眼球が動き、脳が働いている事を示している眠り。
だがしかし、人は自分が見た夢を正しく、正確に現実世界の持ち帰る術が無い。
憶えていると思っている昨日の夢の内容は大体後から理論立てて、物語に組み替えているに過ぎないのだ。
人は、物語を夢で見る事は無いし、夢の中で『これは夢だ』と自覚する事もない。
そもそも夢の中には自覚というものがない。
つまり、『君』という概念は、無いのだ。
ともすると、断片的な記憶の連続が夢だとする。
映像、音、感触、匂い、様々な感覚の残骸たる記憶が、バラバラと無秩序に行き交う夢の果て。
現実に戻って来た時にそれら無意味な連続は、人はあまりにも上手く時に筋立てて、時に荒唐無稽な、自分だけの物語を組み立ててしまう。
『君』とか『僕』とかいうものが現実には必ず在って、それにとって無秩序な記憶は、混乱を引き起こすだけの物なのかもしれない。

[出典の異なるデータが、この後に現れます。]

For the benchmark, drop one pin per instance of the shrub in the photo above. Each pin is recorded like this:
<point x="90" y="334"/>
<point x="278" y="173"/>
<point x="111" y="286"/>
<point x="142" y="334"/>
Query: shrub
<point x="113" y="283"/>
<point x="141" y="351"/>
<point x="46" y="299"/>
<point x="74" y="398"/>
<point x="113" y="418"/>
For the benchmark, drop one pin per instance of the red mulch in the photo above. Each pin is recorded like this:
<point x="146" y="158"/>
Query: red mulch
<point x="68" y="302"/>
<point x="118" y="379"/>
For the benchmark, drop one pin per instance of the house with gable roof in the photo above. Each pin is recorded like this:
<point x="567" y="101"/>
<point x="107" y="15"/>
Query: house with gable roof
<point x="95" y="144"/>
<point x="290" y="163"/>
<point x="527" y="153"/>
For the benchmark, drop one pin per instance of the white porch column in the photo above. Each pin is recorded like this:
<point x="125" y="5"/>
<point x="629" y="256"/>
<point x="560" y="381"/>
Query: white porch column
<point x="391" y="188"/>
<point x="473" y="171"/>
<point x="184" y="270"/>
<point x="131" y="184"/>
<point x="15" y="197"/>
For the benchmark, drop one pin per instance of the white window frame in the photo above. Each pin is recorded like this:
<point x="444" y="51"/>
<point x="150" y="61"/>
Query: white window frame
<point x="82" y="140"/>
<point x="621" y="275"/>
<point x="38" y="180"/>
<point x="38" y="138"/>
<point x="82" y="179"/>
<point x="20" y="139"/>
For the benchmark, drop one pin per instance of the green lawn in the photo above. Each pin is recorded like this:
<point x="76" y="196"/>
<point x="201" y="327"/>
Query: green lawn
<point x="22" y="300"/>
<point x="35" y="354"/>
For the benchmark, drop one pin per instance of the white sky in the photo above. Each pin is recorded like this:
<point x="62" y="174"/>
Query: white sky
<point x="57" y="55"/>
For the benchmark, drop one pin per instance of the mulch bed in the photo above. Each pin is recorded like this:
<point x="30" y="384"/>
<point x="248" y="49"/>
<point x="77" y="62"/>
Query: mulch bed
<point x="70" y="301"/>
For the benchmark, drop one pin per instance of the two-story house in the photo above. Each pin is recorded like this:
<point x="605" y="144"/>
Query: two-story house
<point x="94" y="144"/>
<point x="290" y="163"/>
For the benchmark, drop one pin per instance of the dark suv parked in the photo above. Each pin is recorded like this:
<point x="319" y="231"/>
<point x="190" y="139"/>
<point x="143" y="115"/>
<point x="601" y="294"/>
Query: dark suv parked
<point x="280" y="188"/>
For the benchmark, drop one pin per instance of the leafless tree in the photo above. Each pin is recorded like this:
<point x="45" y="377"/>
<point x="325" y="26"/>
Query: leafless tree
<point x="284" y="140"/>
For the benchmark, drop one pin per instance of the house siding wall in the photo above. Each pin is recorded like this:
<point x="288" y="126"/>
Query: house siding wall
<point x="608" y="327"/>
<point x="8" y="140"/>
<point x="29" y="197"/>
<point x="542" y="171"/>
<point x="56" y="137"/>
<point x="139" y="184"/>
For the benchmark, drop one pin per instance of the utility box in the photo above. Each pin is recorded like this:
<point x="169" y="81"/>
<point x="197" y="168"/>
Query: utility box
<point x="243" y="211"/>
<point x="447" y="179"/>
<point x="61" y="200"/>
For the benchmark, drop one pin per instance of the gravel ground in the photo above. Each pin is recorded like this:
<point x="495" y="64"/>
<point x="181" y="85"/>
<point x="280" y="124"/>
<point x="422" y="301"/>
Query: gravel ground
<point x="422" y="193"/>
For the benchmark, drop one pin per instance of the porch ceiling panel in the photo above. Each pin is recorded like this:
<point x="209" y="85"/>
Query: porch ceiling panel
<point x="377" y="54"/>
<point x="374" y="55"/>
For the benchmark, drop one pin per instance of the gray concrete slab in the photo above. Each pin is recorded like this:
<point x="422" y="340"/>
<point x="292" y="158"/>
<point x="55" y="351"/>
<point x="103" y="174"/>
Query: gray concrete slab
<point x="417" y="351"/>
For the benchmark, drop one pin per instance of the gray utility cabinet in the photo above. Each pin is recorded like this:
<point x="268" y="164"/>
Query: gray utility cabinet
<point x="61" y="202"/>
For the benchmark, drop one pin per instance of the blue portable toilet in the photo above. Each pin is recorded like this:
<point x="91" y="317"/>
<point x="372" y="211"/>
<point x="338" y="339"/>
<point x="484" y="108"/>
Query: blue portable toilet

バラバラで無秩序な記憶の断片を、夢と言う形で関連付けて物語化する。
それで断片だった記憶は繋がりあい、『君』の中で秩序を持って整理される。
思い出は、時にそういう作業によって蓄積され。
思い出は、時にそういう作業によって捏造される。
ああ、話しが少しずれてしまったかもしれない。
とにかくだ。
人の脳というのは『凄い』のだよ。
人間は誰しも、素晴らしい物語を作り出せる機能を持っているんだ。
「で―――」
俺は大半は見知らぬ人で構成される、会議室を見回してしまう。
ジロジロと誰しもが俺を窺う。
顔見知りの一人である阿部瑠の奴ぁ、大人しく座ってろという種類であろう視線を投げてよこしているが、無視する。と、隣でナッツも苦笑して抑えてとジェスチャーするし。
ああ、どうせ俺は落ち着きないですよ。
てゆーかあれだ、こんな蛍光灯がバンバン灯った明るい部屋って、どうも生理的にダメなんだよな。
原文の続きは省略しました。